WW II vet recalled hardships as POW

3/28/2005

Jack Willis MacKenzie, an Army paratrooper in World War II who landed behind enemy lines during the D-Day invasion and was captured by German troops, died of a staph infection Friday in Lake Park Care Center, Sylvania. He was 81.

A longtime resident of Samaria, Mich., Mr. MacKenzie grew up in Toledo and joined the Army in 1943, the year he graduated from Woodward High School, said his wife, Anna.

On June 6, 1944, Mr. Mackenzie parachuted into France as part of the massive Allied invasion of western Europe, but strong winds blew his plane more than 100 miles off course, said his daughter, Martha Mac-Kenzie. After landing behind enemy lines, he hooked up with a small group of fellow GIs but was soon caught by German soldiers.

"They hid in a ditch and, all of a sudden, the Germans were there with guns," Martha MacKenzie said.

A short time after his capture, Mr. MacKenzie escaped but was caught again after four days on the run and shipped to a prison camp in Germany. He remained there for the next 11 months, until the Germans surrendered in May, 1945.

Weakened by the harsh conditions of his captivity, Mr. MacKenzie spent three months after the war in a military hospital in Cleveland, his wife said.

Another daughter, Susan Mustard, said her father spoke of spending a bleak Thanksgiving in captivity, eating rancid cabbage soup and moldy bread. That affected him deeply. "He kept a freezer full of food, because he had starved," she said.

Mrs. Mustard said Mr. MacKenzie had been upset to watch U.S. troops fighting and dying in the Iraq war that began two years ago. "He said he served in World War II to make the world free, and he hoped that after that, nobody would have to fight anymore," she said.

Mr. MacKenzie played football at Woodward on the 1942 squad that shocked championship-bound Waite 6-0 in a celebrated upset. "He was always proud of that," his wife said.

After finishing high school and his wartime service, Mr. Mac

Kenzie worked as a railroad fireman. He met Anna Swin through a railroad co-worker and they married Sept. 18, 1948.
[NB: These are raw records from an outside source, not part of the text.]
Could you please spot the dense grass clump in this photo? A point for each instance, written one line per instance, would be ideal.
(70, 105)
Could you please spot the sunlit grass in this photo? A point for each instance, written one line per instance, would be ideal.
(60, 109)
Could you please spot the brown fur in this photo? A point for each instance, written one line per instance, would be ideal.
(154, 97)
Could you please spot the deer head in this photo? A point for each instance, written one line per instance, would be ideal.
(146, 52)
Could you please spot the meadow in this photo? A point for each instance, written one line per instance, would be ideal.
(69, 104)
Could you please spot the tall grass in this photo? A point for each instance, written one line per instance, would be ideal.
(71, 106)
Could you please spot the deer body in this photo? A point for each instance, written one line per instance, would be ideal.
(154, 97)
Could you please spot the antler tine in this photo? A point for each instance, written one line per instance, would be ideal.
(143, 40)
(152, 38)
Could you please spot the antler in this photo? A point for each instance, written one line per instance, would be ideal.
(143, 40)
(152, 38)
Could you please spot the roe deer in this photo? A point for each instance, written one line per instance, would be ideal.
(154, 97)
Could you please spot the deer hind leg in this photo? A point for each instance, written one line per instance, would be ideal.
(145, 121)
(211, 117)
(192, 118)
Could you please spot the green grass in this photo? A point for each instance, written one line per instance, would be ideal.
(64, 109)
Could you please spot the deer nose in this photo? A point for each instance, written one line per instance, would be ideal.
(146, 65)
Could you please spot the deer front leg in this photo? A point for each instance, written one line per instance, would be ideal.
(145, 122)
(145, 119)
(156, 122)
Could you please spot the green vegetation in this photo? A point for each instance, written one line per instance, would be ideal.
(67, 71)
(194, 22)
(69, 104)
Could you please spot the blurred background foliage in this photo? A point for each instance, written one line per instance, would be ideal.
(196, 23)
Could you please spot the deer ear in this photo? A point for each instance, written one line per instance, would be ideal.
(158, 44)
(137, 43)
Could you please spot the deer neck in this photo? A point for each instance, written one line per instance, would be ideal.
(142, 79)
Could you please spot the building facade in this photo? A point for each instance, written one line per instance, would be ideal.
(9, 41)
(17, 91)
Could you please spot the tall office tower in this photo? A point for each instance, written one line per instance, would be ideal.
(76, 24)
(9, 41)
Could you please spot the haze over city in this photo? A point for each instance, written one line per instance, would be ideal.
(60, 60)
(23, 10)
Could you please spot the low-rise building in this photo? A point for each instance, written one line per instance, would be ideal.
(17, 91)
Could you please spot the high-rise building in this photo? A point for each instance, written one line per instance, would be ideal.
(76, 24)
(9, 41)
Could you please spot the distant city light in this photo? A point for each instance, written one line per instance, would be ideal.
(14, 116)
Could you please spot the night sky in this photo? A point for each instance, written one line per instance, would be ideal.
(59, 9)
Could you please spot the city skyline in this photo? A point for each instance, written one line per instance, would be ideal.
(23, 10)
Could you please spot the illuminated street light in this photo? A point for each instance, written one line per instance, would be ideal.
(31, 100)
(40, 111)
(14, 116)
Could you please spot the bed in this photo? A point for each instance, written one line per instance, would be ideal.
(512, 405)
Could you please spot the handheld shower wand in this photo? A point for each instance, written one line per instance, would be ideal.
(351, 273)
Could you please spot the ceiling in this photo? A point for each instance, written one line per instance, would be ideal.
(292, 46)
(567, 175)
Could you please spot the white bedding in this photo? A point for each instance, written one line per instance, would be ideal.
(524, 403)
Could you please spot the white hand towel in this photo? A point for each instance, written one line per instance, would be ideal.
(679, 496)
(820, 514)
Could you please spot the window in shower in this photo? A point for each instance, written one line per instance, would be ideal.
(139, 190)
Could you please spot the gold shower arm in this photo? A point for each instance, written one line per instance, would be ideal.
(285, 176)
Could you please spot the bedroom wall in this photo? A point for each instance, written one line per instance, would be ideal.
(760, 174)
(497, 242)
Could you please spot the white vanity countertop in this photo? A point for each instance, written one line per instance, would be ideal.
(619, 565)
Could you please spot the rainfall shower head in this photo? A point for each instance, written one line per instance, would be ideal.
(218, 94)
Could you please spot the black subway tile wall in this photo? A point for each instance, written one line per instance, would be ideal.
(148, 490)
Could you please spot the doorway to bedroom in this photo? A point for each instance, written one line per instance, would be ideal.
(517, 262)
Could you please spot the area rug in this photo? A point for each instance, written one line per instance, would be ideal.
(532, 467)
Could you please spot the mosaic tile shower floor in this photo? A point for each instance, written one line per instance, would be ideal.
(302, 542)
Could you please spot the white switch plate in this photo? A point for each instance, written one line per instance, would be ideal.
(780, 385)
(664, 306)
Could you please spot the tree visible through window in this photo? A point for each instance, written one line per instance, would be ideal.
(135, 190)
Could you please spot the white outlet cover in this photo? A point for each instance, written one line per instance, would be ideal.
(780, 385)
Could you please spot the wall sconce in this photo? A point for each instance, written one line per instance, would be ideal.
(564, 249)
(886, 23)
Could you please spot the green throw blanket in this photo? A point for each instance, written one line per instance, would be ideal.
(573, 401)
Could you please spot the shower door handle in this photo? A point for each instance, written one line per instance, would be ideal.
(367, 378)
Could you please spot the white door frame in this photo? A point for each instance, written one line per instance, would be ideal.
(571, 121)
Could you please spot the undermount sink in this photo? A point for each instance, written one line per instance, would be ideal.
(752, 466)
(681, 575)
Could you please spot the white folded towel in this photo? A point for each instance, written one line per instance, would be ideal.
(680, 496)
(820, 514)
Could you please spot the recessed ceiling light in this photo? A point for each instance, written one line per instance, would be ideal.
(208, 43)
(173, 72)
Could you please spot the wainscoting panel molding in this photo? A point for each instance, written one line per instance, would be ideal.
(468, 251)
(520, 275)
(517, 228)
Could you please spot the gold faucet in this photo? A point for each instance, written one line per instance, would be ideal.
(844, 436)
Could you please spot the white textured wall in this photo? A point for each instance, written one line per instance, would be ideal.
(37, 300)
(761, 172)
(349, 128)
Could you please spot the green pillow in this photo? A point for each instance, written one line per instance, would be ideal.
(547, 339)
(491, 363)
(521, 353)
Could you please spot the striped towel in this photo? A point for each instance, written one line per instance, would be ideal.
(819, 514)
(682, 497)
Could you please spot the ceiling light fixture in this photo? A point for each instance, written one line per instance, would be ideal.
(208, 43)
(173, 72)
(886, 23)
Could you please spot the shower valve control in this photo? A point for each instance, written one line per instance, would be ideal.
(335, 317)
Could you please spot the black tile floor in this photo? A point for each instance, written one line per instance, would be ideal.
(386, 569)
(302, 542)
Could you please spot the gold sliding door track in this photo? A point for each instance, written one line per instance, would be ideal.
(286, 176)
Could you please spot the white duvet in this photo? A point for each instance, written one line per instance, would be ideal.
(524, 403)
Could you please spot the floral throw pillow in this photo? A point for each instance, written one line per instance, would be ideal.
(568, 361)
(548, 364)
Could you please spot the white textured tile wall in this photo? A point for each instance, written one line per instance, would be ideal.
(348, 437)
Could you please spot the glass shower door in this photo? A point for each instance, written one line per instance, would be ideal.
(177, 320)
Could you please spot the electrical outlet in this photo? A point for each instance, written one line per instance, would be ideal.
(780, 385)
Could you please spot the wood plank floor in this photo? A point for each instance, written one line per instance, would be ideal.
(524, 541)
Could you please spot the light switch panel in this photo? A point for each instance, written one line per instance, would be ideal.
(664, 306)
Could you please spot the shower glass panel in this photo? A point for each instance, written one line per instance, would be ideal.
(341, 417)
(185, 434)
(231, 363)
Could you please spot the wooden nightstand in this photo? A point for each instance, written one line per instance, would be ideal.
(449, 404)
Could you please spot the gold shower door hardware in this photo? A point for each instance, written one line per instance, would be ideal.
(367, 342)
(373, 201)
Later, Mr. MacKenzie worked at Sealtest Dairy, Doehler-Jarvis, and the General Motors Hydra-matic transmission plant, now known as GM Powertrain. He retired in 1986 after 15 years with GM.

Surviving are his wife, Anna; son, Jack; daughters, Martha MacKenzie, Susan Mustard, and Kathleen Erdmann; sister, Dorothy Cornwell; eight grandchildren, and four great-grandchildren.

Visitation will be at 11 a.m. tomorrow at Beford Funeral Chapel, Temperance, followed by a military funeral at 1 p.m.